Well, lets take a sneak peek under the hood of your BitTorrent client, and list a couple of features that make BitTorrent as fast, stable, and robust as it is.
How it all Starts
BitTorrent starts with chopping a file into small pieces, the person who starts sharing the file (initial seed) sends those small pieces to available peers in the swarm. The BitTorrent protocol makes sure that the seed sends a unique piece to everyone, so they can immediately exchange these pieces with each other.
Thus, the great advantage is that everyone starts sharing pieces of the file right away.
Once you have a little piece of the file, your BitTorrent client tries to find other people who might be interested in the pieces you have. The BitTorrent protocol works as a tit-for-tat game, you only upload pieces to people who offer something to you. The more you upload to others, the more you receive.
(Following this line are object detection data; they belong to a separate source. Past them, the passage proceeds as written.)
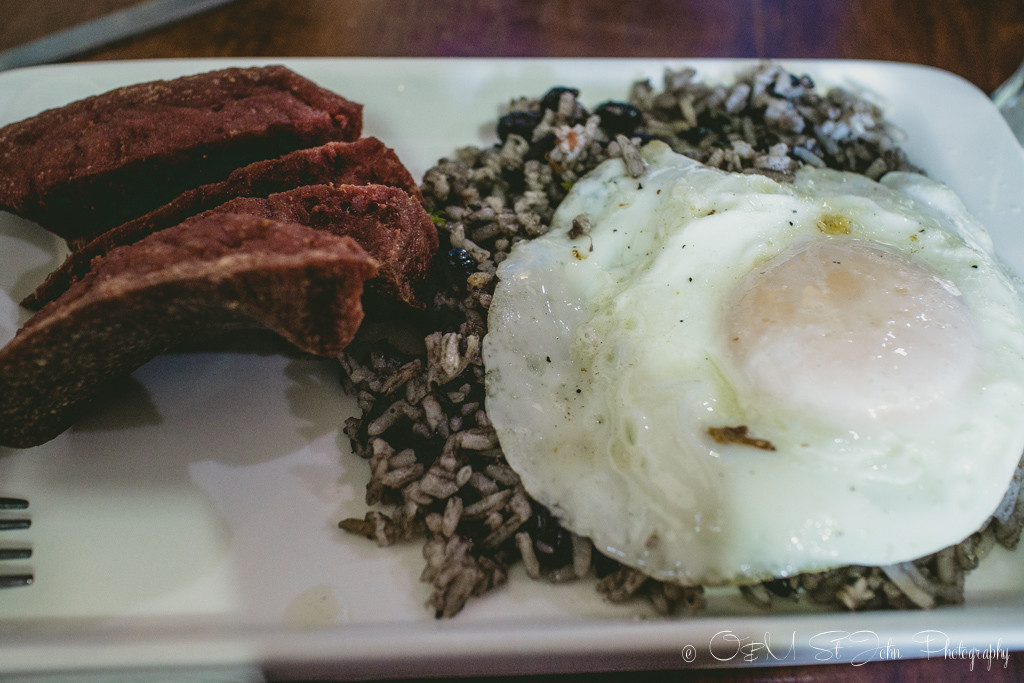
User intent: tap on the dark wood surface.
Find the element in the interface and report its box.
[0,0,1024,683]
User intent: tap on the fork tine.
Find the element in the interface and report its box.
[0,519,32,531]
[0,573,35,589]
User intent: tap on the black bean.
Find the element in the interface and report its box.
[594,99,643,135]
[524,506,572,569]
[764,579,796,598]
[523,133,558,161]
[449,248,476,278]
[541,86,580,112]
[498,112,542,142]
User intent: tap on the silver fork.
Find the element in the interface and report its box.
[0,498,34,589]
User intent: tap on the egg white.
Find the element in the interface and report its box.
[483,142,1024,585]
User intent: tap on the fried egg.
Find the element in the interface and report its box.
[483,142,1024,586]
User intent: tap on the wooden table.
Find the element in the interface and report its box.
[0,0,1024,682]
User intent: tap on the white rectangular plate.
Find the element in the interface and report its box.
[0,59,1024,678]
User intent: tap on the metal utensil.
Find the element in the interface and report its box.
[0,498,35,589]
[0,0,233,71]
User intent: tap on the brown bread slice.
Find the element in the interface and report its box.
[0,66,362,245]
[0,213,377,447]
[22,137,422,309]
[212,185,437,307]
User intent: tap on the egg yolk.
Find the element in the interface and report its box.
[726,239,977,419]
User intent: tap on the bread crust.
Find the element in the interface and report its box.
[22,137,423,309]
[0,66,362,240]
[0,213,377,447]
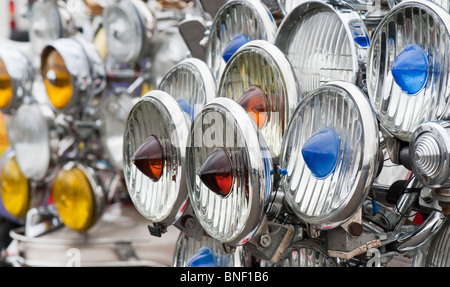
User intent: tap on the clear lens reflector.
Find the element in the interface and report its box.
[367,1,450,142]
[280,82,379,229]
[275,1,370,98]
[123,90,189,225]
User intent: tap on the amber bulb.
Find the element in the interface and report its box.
[198,148,233,197]
[239,86,267,129]
[132,136,165,182]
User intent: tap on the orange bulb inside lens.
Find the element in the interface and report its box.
[238,86,268,129]
[0,59,13,108]
[199,148,233,197]
[41,49,73,109]
[132,136,165,182]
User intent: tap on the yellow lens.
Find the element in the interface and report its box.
[0,59,13,108]
[41,49,73,109]
[52,167,96,231]
[1,157,30,218]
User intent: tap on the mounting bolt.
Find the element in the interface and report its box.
[259,234,272,248]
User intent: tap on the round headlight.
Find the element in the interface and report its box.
[123,90,189,225]
[275,1,370,98]
[100,94,137,169]
[280,82,379,229]
[8,103,57,180]
[28,0,71,59]
[172,233,250,267]
[103,0,156,63]
[206,0,277,81]
[275,240,338,267]
[409,122,450,187]
[0,47,34,113]
[52,162,105,232]
[158,58,216,121]
[186,98,272,246]
[218,40,300,155]
[367,1,450,141]
[41,38,105,111]
[0,156,31,218]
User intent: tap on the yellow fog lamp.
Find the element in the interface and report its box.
[0,47,33,114]
[1,153,31,218]
[52,162,105,232]
[41,38,106,111]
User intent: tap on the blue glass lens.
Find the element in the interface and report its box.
[302,127,340,179]
[222,34,250,63]
[392,45,429,95]
[188,247,218,267]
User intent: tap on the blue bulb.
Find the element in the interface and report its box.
[222,34,250,63]
[188,247,218,267]
[177,98,191,117]
[391,45,429,95]
[302,127,340,179]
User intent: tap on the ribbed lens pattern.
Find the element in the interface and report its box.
[275,245,337,267]
[172,233,240,267]
[124,97,182,222]
[11,104,50,180]
[280,88,365,223]
[367,2,450,141]
[413,133,443,177]
[282,9,357,96]
[187,106,250,242]
[104,1,145,62]
[159,63,207,122]
[206,1,276,81]
[218,48,290,155]
[426,219,450,267]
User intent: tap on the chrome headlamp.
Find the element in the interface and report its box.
[8,103,58,180]
[367,1,450,142]
[40,38,106,112]
[206,0,277,81]
[123,90,189,226]
[218,40,300,155]
[158,58,216,121]
[100,93,137,170]
[280,81,379,230]
[275,1,370,98]
[186,98,272,246]
[28,0,72,58]
[51,162,106,232]
[103,0,156,63]
[0,47,34,114]
[172,233,250,267]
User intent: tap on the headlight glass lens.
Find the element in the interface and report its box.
[280,82,378,229]
[158,59,216,121]
[187,98,271,245]
[206,0,277,81]
[29,1,62,54]
[218,41,299,155]
[275,1,370,97]
[123,91,189,224]
[103,0,154,63]
[8,104,51,180]
[52,166,98,232]
[1,157,30,218]
[41,48,73,109]
[0,58,13,109]
[367,1,450,141]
This fair trading principle prevents free-riders from stealing your precious bandwidth.
Once you’re trading pieces with someone, the BitTorrent client keeps a close eye on this peer, as soon as the other side stops sending you data it will stop sending as well (choke). In the meantime, your client keeps searching for other peers It randomly sends data to peers who are interested (optimistic unchoke) to see if that peer is a potential trading partner.
So what pieces does your client sent first? Well, BitTorrent works with a “rarest piece first” scheme. Your BitTorrent client generally looks for the rarest piece that’s available among the peers in the swarm. This makes sure that the most common pieces are still available at the end and may prevent people from getting stuck at 99%.
Seeders & New Peers
Seeders don’t stop sending out pieces of course, but the rules change a bit. As a downloader the client determines the best peer by the upload/download ratio. A seeder however is only interested in peers with a high upload speed, so these fast uploaders can send the pieces to other peers, and speed up the overall speed of the swarm (seeds + peers).
New peers (without pieces) are more likely to receive a piece of the file at random. Besides this, new peers are not bound to the rarest piece first restriction. This makes sure that a new peer receives a “piece” as quick as possible, so he can share it with others.